Re: [PATCH] wifi: mwifiex: Fix two buggy list traversals
From: Brian Norris
Date: Wed Jul 31 2024 - 16:10:13 EST
On Tue, Jul 30, 2024 at 11:05:30AM -0700, Calvin Owens wrote:
> Both of these list traversals use list_for_each_entry_safe(), yet drop
> the lock protecting the list during the traversal.
>
> Because the _safe() iterator stores a pointer to the next list node
> locally so the current node can be deleted, dropping the lock this way
> means the next "cached" list_head might be freed by another caller,
> leading the iterator to dereference pointers in freed memory after
> reacquiring the lock.
There are lots of unclear and/or unsound locking patterns in this
driver. You've probably identified one, although I don't think you've
solved 100% of it.
Here's another: is it valid for mwifiex_11n_rx_reorder_pkt() ->
mwifiex_11n_get_rx_reorder_tbl() to retrieve a 'tbl' pointer (without
removing it from the list), and then continue to operate on that without
holding any locks? (I think the answer is "no".)

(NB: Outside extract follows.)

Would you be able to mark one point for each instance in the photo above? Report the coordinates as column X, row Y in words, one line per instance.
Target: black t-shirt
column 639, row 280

Side note: you might also refer to this old thread:
https://lore.kernel.org/all/CAD=FV=VuxFtDdcMndLNzVYDoid8N3jP46j0sOFXG1D4CzX0=Zw@xxxxxxxxxxxxxx/
I don't think Marvell ever fully resolved all the issues there.
> Fix by moving to-be-deleted objects to an on-stack list before actually
> deleting them, so the lock can be held for the entire traversal.
>
> This is a bit ugly, because mwifiex_del_rx_reorder_entry() will still
> take the rx_reorder_tbl_lock to delete the item from the two on-stack
> lists introduced in this patch. But that is just ugly, not wrong, and
> the function has other callers... making the locking conditional seems
> strictly uglier.
I noticed this "ugliness", but I agree with your reasoning -- it's as
good as we can do here for now.
> I discovered this bug while studying the new "nxpwifi" driver, which was
> sent to the mailing list about a month ago:
>
> https://lore.kernel.org/lkml/20240621075208.513497-1-yu-hao.lin@xxxxxxx/
>
> ...but it turns out the new 11n_rxreorder.c in nxpwifi is essentially
> exactly identical to mwifiex, save for s/mwifiex/nxpwifi/, so I wanted
> to pass along a bugfix for the original driver as well.
That's another can of worms. mwifiex is horrible, and so if you were
asking me, I'd reject any attempt at copy/paste/modify that doesn't make
significant efforts to refactor and improve -- for instance, better
documentation about what all the locks mean, and clarity such that
readers can be confident that the code is doing the right thing. For
example, I think this mwifiex comment is a lie:
/* spin lock for rx_reorder_tbl_ptr queue */
spinlock_t rx_reorder_tbl_lock;
I believe it's supposed to protect the elements within the list too --
but it doesn't do a good job of that.
But that's a side track...
> I only have an IW612, so this patch was only tested on "nxpwifi".
I don't think we can accept an untested patch here. If you're lucky,
maybe I or someone else on CC can test for you though.
> Signed-off-by: Calvin Owens <calvin@xxxxxxxxxx>
> ---
> .../wireless/marvell/mwifiex/11n_rxreorder.c | 26 +++++++++----------
> 1 file changed, 12 insertions(+), 14 deletions(-)
I think the patch looks good enough, but I won't ack it without testing.
And while you're at it, I'd recommend some further auditing, per the
above.
Brian